Lambda cold start lag. Stream-triggered Lambda has up to 1s cold start + shard polling delay. If you need sub-second latency, run a dedicated stream processor (KCL or the DynamoDB Streams Kinesis Adapter) on ECS.

TTL cleanup is async. DynamoDB TTL deletion can lag by hours. Your outbox records accumulate. Size your table billing mode accordingly, and do not rely on TTL for exact cleanup timing.

Deduplication Downstream

All three implementations deliver at-least-once. Your consumers need deduplication. The standard approach:

-- In the consumer's database
CREATE TABLE processed_events (
    event_id    TEXT PRIMARY KEY,
    processed_at TIMESTAMPTZ NOT NULL DEFAULT NOW()
);
 
-- On receipt:
INSERT INTO processed_events (event_id) VALUES ($1)
ON CONFLICT DO NOTHING
RETURNING event_id;
-- If no row returned, event was already processed — skip

Keep processed event IDs for at least as long as your broker's redelivery window (typically 7 days for Kafka, configurable for SQS).
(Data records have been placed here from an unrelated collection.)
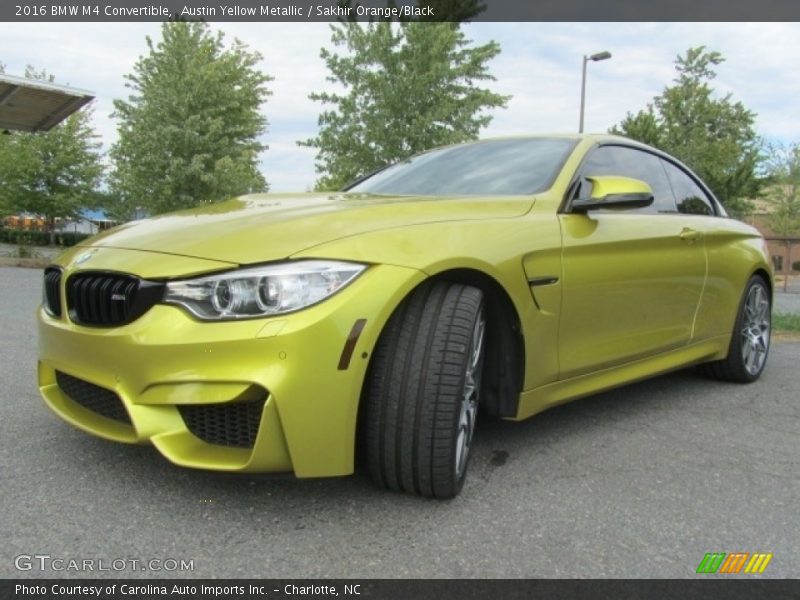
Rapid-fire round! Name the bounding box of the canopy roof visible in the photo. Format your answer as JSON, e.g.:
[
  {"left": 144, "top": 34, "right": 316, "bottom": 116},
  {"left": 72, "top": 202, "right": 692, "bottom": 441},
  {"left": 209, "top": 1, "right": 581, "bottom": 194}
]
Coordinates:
[{"left": 0, "top": 74, "right": 94, "bottom": 131}]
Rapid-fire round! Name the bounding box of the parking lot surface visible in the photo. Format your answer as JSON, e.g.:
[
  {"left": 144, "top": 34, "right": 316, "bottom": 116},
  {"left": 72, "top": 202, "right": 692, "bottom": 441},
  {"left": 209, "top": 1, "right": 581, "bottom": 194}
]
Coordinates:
[{"left": 0, "top": 268, "right": 800, "bottom": 578}]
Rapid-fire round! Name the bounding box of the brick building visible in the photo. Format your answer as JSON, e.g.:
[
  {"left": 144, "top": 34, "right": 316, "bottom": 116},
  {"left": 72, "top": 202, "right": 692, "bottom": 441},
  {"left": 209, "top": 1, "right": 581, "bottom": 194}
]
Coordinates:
[{"left": 744, "top": 212, "right": 800, "bottom": 275}]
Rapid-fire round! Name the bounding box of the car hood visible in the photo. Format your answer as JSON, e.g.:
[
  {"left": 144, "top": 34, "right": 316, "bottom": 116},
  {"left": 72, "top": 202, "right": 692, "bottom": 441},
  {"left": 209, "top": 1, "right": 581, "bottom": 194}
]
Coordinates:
[{"left": 83, "top": 194, "right": 534, "bottom": 264}]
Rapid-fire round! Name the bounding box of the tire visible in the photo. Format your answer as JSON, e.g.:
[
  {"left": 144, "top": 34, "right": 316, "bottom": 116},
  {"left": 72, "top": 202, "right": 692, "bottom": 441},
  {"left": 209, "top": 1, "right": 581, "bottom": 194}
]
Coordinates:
[
  {"left": 362, "top": 281, "right": 486, "bottom": 499},
  {"left": 701, "top": 275, "right": 772, "bottom": 383}
]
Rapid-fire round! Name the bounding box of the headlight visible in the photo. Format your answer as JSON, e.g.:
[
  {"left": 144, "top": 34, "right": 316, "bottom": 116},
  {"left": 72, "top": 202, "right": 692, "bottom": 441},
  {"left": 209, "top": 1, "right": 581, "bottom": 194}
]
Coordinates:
[{"left": 164, "top": 260, "right": 366, "bottom": 321}]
Polling vs CDC: Decision Matrix

Concern Polling CDC
Latency 100ms–2s (configurable) < 100ms
Database load Moderate (SELECT + UPDATE) Low (reads WAL/stream)
Operational complexity Low High (connector management)
Ordering guarantee Weak (concurrent commits) Strong (WAL order)
Schema dependency High (queries outbox table) Low (event-driven)

For most teams starting out: poll. Add CDC when polling latency or database load becomes a measurable problem.

Key Takeaways

  • Write the outbox record in the same transaction as the business mutation — never after.
  • Postgres polling with FOR UPDATE SKIP LOCKED is the simplest multi-instance relay; CDC via Debezium trades operational complexity for latency and throughput.
  • MySQL's concurrent commit ordering makes created_at unreliable as an ordering key — use binlog position or GTID instead.
  • DynamoDB requires single-table design for true atomicity; cross-table TransactWriteItems works but adds latency and cost.
  • Deduplication belongs in the consumer, not the relay — the outbox guarantees at-least-once, not exactly-once.
  • Set replication slot max_slot_wal_keep_size in Postgres or your disk will fill when the relay falls behind.